Мы присели на ковер из мха, и вдруг покой леса полностью передался нам. Мишель тихо сказала:
– Такое ощущение, что я где-то очень далеко… И нет никакого желания возвращаться к людям.
– Но ведь есть же такие, которые очень ждут вас!
Она с удивлением повернулась ко мне:
– Вы говорите о Пьере?
– Да, о вашем женихе.
Она грустно покачала головой.
– Я понимаю, что вопреки здравому смыслу питала на его счет чересчур много иллюзий. Я думала, что моя нежность придаст ему уверенности и твердости, которой у него нет. Но, боюсь, все мои усилия были напрасны. Я никогда не смогу ему простить его предательства. Разве это любовь, если она отступает при первом же препятствии?
Я не возражал против ее слов, и моя спутница продолжала:
– Еще маленькой девочкой я мечтала выйти замуж за Пьера Вальера и стать мадам Вальер. Почему? Да просто я не могла себе представить, что выйду замуж за кого-то другого. И только тогда, когда трагически погибли мои родители, я, наконец, прозрела.
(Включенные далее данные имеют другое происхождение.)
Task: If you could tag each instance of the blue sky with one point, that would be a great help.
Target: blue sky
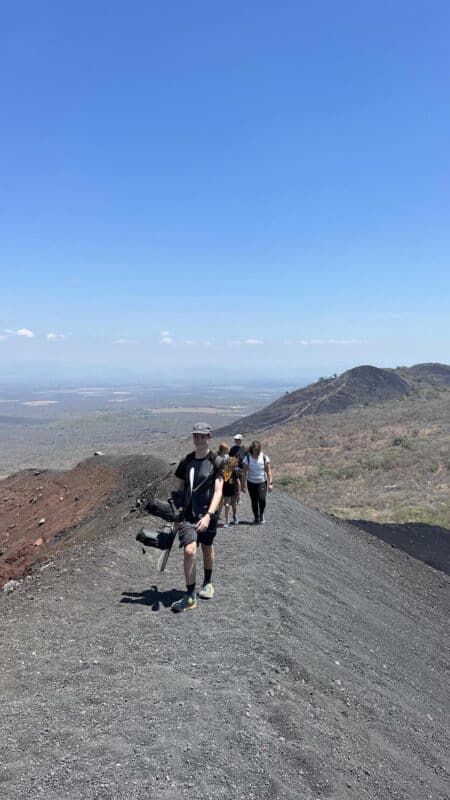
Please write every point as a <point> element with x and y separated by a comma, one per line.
<point>257,187</point>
– Мы все, в той или иной мере, подвержены иллюзиям. По-моему, и ваша мачеха…
– Элен? Что вы,– она была очень счастлива с отцом.
– Мне кажется, что ей было скучно.
– Почему вы так считаете?
– В противном случае она бы не написала этот роман…
– Вы имеете в виду рукопись, которую я вам передала?
– Да. Это совершенно банальная вещь, которая, однако, наталкивает на мысль, что ваша мачеха не была полностью счастлива с вашим отцом или, возможно, не была удовлетворена своим положением.
– Бедная мама… Она случайно оказалась, если можно так сказать, между двумя временными пространствами. По возрасту она принадлежала к поколению, время которого уже прошло, а по вкусам – больше походила на сегодняшнюю молодежь. Казалось, что от этого внутреннего разногласия она могла страдать. Но, напротив,– мачеха была свободна от всяких комплексов неполноценности. Возможно, иногда, она мечтала…
Мнение Мишель о ее бывшем женихе для меня было бесконечно приятным. С легким сердцем я пригласил ее в Ля Жасери, где в ресторанчике, построенном в деревенском стиле, перед огромным очагом в огромном зале мы поужинали простой, но вкусно приготовленной пищей. Наш разговор ни разу не коснулся смерти Ардекуров. Мишель рассказала о своей жизни, проходящей в учебе и безо всяких житейских забот, которая показалась мне довольно скучной. В свою очередь, я поделился воспоминаниями о своем детстве в квартале Крэ-де-Рош. Мы провели прекрасный вечер, и когда, в довершение всего, она разрешила называть ее просто Мишель и обещала звать меня тоже по имени,– рекомендации Главного комиссара полностью вылетели из моей головы. Мы уехали из Ля Жасери около десяти вечера и медленно спустились к Сент-Этьену, вспоминая о прекрасных мгновениях, которые мы только что испытали. Во избежание сплетен, я высадил Мишель Ардекур в том же месте, где мы прежде встретились, перед мужским лицеем.
Угрызения совести из-за того, что на сегодня все дела были заброшены, заставили меня заехать в комиссариат. Несмотря на позднее время Эстуш с Даруа меня ждали, и первый даже, казалось, растерял всю свою флегматичность.